I’ve given some clue of the problems I have managing all the photos and Videos, but I realised my problems are pretty small when I read this
The National Archives, which holds 900 years of written material, has more than 580 terabytes of data – the equivalent of 580,000 encyclopaedias – in older file formats that are no longer commercially available.
Yikes ! That’s a lot of documents. Their Chief Executive calls it a “ticking time bomb”, and if modern PCs can’t open old formats there’s a risk of “losing years of critical knowledge”, and their research suggests Europe loses 3bn euros each year in business value because of issues around digital preservation. Ouch.
We have to put our hands up and say this is partly our fault, and the roots of the problem go back to the 1980s. The designers of Word, WordStar, Word Perfect and Ami-pro didn’t worry about these things. We managed to stop mucking about with the formats after Office 97. But unless we stuck to that forever that wasn’t an answer. One of the things about putting the format into XML is it makes it a lot easier for a future archivist to deal with. IBM and others saw this with “Open Document Format” except that
- It doesn’t have the richness to represent everything that we can do in word (never mind Excel and Powerpoint)

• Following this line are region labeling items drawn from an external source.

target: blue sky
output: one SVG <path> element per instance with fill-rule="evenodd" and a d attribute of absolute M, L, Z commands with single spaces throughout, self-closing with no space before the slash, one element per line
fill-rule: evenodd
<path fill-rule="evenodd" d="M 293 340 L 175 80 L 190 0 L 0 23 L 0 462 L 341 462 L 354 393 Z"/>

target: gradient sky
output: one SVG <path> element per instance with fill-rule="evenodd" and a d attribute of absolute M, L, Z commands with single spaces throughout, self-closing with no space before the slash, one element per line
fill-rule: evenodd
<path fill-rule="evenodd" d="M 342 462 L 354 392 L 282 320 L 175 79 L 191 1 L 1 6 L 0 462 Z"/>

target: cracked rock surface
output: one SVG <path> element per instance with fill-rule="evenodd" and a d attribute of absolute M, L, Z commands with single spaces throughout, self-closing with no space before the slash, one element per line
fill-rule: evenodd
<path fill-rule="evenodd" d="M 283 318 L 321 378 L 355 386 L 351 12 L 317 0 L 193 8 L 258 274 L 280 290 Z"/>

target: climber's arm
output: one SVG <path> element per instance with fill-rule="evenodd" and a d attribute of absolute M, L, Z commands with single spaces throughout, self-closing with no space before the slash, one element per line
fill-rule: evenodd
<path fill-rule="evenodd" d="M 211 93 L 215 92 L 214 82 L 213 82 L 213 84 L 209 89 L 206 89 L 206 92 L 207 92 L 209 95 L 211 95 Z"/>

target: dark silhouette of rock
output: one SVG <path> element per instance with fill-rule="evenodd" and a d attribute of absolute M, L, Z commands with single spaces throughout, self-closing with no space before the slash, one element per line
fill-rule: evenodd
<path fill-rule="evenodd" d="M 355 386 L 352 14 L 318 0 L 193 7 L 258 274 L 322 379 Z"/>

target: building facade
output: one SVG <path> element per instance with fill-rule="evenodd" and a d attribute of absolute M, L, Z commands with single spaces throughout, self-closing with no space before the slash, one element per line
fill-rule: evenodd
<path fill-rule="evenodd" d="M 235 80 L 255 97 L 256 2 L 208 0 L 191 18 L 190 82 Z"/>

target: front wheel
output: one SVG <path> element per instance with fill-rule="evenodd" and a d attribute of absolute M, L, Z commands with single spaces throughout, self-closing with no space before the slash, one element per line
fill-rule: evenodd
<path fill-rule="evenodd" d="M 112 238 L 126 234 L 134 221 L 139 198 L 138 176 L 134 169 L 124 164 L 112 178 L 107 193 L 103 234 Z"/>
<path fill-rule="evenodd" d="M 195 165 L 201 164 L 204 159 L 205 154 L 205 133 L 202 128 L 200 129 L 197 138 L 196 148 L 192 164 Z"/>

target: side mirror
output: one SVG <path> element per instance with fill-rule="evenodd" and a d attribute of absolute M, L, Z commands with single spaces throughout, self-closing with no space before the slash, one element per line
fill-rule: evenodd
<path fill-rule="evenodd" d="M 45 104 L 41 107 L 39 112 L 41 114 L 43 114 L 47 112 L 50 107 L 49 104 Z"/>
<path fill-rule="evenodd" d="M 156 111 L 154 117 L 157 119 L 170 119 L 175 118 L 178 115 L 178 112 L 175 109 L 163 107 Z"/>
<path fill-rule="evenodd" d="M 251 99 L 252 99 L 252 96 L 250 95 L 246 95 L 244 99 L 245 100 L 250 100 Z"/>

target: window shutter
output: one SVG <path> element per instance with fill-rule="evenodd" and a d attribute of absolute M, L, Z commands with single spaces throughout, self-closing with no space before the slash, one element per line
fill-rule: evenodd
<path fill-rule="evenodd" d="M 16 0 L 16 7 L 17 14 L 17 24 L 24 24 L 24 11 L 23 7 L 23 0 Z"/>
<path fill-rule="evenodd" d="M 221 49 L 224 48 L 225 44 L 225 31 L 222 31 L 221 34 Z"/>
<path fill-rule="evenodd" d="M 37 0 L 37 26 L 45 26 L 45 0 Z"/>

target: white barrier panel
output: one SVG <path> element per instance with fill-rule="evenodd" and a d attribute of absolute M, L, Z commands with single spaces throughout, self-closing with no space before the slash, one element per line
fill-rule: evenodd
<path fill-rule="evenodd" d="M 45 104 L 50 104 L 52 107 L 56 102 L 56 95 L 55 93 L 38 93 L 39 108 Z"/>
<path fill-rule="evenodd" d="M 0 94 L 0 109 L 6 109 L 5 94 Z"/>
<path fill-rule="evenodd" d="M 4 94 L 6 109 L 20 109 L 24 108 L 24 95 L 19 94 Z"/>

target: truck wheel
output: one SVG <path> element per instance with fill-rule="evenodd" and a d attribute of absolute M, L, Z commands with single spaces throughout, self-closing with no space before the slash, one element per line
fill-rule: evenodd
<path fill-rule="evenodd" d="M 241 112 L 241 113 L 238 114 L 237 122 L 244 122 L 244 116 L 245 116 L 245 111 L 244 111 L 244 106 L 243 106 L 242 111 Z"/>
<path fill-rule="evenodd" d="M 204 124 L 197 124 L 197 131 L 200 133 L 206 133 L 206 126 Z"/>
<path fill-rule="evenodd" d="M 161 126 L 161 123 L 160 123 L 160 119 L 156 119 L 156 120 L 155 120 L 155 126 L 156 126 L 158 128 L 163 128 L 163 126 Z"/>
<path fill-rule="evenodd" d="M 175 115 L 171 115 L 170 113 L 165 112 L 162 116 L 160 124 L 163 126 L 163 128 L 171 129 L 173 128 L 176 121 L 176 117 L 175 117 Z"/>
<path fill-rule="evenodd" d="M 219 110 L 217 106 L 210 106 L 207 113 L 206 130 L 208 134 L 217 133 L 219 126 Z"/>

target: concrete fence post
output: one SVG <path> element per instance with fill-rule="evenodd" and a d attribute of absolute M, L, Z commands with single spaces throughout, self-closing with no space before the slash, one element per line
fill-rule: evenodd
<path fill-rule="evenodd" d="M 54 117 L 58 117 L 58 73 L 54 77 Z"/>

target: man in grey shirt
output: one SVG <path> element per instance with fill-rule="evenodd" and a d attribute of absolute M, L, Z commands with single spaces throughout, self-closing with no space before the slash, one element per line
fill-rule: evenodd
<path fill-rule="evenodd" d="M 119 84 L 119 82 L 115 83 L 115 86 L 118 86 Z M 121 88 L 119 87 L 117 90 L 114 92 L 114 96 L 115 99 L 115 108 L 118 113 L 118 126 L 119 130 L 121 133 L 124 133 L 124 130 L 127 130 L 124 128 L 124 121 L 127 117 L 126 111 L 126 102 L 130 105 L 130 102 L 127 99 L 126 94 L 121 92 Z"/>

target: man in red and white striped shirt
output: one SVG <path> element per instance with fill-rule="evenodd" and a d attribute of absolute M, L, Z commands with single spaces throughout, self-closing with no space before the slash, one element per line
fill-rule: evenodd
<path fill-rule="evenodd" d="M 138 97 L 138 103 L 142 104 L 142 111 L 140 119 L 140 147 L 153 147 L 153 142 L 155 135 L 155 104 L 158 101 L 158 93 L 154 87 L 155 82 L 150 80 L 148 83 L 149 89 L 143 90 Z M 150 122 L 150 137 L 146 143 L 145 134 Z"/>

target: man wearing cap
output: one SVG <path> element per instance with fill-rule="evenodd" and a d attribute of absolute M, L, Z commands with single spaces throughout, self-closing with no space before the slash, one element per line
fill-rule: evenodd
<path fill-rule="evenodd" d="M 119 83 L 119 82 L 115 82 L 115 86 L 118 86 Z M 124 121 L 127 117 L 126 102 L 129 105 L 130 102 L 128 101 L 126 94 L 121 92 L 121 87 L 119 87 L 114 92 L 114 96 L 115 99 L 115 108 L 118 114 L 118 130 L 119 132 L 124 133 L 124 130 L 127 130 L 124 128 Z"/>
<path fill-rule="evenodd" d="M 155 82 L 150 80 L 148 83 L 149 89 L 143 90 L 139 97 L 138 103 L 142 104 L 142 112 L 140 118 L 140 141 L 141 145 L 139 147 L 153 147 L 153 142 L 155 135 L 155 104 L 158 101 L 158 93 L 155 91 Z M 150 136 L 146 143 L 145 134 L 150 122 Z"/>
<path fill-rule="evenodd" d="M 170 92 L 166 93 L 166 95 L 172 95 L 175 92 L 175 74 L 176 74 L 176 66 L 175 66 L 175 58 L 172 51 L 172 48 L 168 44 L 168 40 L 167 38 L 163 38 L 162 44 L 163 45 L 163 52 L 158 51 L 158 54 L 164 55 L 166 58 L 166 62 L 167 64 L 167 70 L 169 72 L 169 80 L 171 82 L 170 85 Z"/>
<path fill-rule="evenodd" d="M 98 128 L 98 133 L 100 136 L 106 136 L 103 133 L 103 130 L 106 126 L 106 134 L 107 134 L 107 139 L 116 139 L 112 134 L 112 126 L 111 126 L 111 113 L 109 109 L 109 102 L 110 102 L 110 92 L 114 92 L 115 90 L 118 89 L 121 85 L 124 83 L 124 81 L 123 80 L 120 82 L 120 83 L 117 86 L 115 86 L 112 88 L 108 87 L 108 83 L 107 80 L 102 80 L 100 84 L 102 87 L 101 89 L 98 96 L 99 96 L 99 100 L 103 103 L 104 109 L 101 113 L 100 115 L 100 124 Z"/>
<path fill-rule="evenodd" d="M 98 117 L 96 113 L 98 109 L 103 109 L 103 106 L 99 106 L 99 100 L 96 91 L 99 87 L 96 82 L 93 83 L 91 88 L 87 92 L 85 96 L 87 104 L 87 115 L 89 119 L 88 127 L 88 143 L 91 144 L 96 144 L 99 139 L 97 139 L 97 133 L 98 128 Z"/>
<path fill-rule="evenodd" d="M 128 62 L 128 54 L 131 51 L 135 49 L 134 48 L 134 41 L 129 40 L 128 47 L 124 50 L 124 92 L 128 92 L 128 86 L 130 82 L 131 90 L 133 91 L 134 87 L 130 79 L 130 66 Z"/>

- Two applications which use ODF can render the same document in different ways
- Applications strip off tags they don’t understand.
Points 2 and 3 rather defeat the objective an open format. So the office 97 format was no good. ODF is no good. Hence the need to come up with a new format for Office 2007 – Open XML. And it would be self defeating to produce an XML standard without publishing it and ideally handing it over to a standards; which we’ve done. As I’ve written before, IBM opposes the adoption of Open XML as an ISO standard and we have a petition for people to show support for adoption.
All that is great for the future.But what about the 580 Terabytes that the National archive has. We’ve just announce a memorandum of understanding with the National Archive under which we will help them to access old files – it’s an elegant solution using Virtual PC to run VMs with the old Operating systems and the old applications. They’re also contributors to the to the Open XML process. The National Archive isn’t the only body to get Involved, Adam Farquhar, Head of eArchitecture at the British Library is co-chair of the Office OpenXML standards committee.
Gordon Frazer is the third MD we’ve had in Microsoft UK since I joined, but I can’t recall either of his predecessors doing demos for the camera. He shows what the system is all about. I didn’t expect to see my MD doing an Demo of Windows for Workgroups 3.11 in 2007.